It’s no wonder that Nasdaq (NDAQ) has decided to make Supermicro Computer a constituent stock of the Nasdaq 100 Index and the Nasdaq 100 Equal Weight Index, effective before the market opens on July 22nd.
The Nasdaq-100 is made up of the 100 largest non-financial companies included in the Nasdaq index.
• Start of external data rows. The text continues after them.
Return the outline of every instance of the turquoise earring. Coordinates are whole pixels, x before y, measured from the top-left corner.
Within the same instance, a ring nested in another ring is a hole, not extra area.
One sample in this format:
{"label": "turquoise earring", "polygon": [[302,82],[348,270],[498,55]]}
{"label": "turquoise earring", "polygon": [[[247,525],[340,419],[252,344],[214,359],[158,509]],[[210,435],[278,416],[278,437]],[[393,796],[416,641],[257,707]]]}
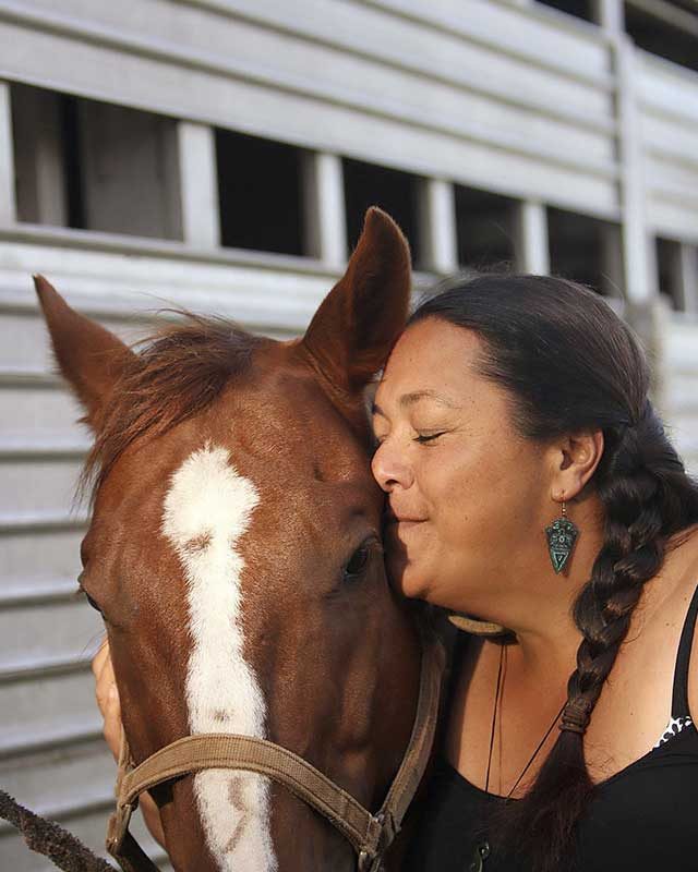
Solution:
{"label": "turquoise earring", "polygon": [[550,559],[557,574],[565,568],[579,535],[579,530],[567,517],[567,506],[564,498],[562,518],[555,519],[550,526],[545,528],[545,535],[547,536]]}

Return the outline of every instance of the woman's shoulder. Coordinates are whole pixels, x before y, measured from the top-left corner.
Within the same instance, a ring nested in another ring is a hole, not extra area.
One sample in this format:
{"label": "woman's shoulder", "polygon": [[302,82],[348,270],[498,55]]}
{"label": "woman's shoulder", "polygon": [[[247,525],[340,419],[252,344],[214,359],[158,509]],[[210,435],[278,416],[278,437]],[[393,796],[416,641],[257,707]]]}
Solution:
{"label": "woman's shoulder", "polygon": [[[681,640],[684,627],[691,620],[691,603],[698,605],[698,524],[687,528],[670,540],[662,570],[648,585],[646,606],[641,609],[642,623],[653,643],[662,638]],[[688,703],[698,716],[698,621],[693,620],[690,659],[688,662]]]}

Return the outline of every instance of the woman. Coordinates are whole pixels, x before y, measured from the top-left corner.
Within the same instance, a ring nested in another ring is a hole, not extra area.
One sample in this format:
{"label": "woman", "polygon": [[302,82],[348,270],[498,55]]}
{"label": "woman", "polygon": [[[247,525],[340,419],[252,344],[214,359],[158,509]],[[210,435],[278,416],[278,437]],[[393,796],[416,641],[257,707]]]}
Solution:
{"label": "woman", "polygon": [[390,355],[390,574],[507,628],[456,649],[410,869],[698,867],[698,487],[648,388],[624,323],[555,278],[456,284]]}

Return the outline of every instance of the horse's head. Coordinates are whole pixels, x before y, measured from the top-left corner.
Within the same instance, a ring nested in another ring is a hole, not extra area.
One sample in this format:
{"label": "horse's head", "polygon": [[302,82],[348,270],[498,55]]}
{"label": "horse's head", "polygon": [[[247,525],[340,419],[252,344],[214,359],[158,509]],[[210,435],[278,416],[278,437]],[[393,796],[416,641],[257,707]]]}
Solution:
{"label": "horse's head", "polygon": [[[191,319],[141,354],[38,278],[95,434],[81,583],[101,611],[136,762],[188,734],[281,744],[375,809],[414,716],[419,651],[386,583],[363,389],[406,316],[409,252],[366,217],[300,340]],[[178,870],[348,870],[282,787],[212,770],[155,791]]]}

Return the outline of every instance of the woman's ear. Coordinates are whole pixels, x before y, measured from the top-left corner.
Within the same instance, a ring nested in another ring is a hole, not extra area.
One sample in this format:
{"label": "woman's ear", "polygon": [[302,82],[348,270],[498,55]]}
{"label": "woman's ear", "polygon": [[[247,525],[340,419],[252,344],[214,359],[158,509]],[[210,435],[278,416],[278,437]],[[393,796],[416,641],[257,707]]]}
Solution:
{"label": "woman's ear", "polygon": [[579,496],[603,457],[603,432],[580,431],[561,437],[553,446],[551,496],[556,501]]}

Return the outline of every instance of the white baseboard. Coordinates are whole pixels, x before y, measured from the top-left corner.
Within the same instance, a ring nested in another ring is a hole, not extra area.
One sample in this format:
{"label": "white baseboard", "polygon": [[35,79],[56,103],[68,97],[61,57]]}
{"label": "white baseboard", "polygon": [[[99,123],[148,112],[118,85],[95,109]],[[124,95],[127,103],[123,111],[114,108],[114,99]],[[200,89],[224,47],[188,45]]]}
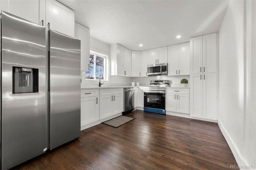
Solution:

The stocks included are all of the stocks collectively known as the “Magnificent Seven”: Apple (AAPL), Amazon.com (AMZN), Google’s parent company Alphabet (GOOGL), Facebook’s parent company Meta Platforms (META), Microsoft (MSFT), Nvidia, and Tesla (TSLA).
Huge revenue and profit increase
Founded in 1993 by Charles Liang, Supermicro earned $855 million, or $15.68 a share, on sales of $9.6 billion through the third quarter. Revenue was up 95% and profits up 86% from a year ago.
The company raised its fourth-quarter revenue outlook to $5.1 billion to $5.6 billion and now expects full-year revenue of $14.7 billion to $15.1 billion, up from its previous full-year revenue forecast of $9.5 billion to $10.5 billion.
The company plans to announce its fourth-quarter and full-year results around Aug. 13.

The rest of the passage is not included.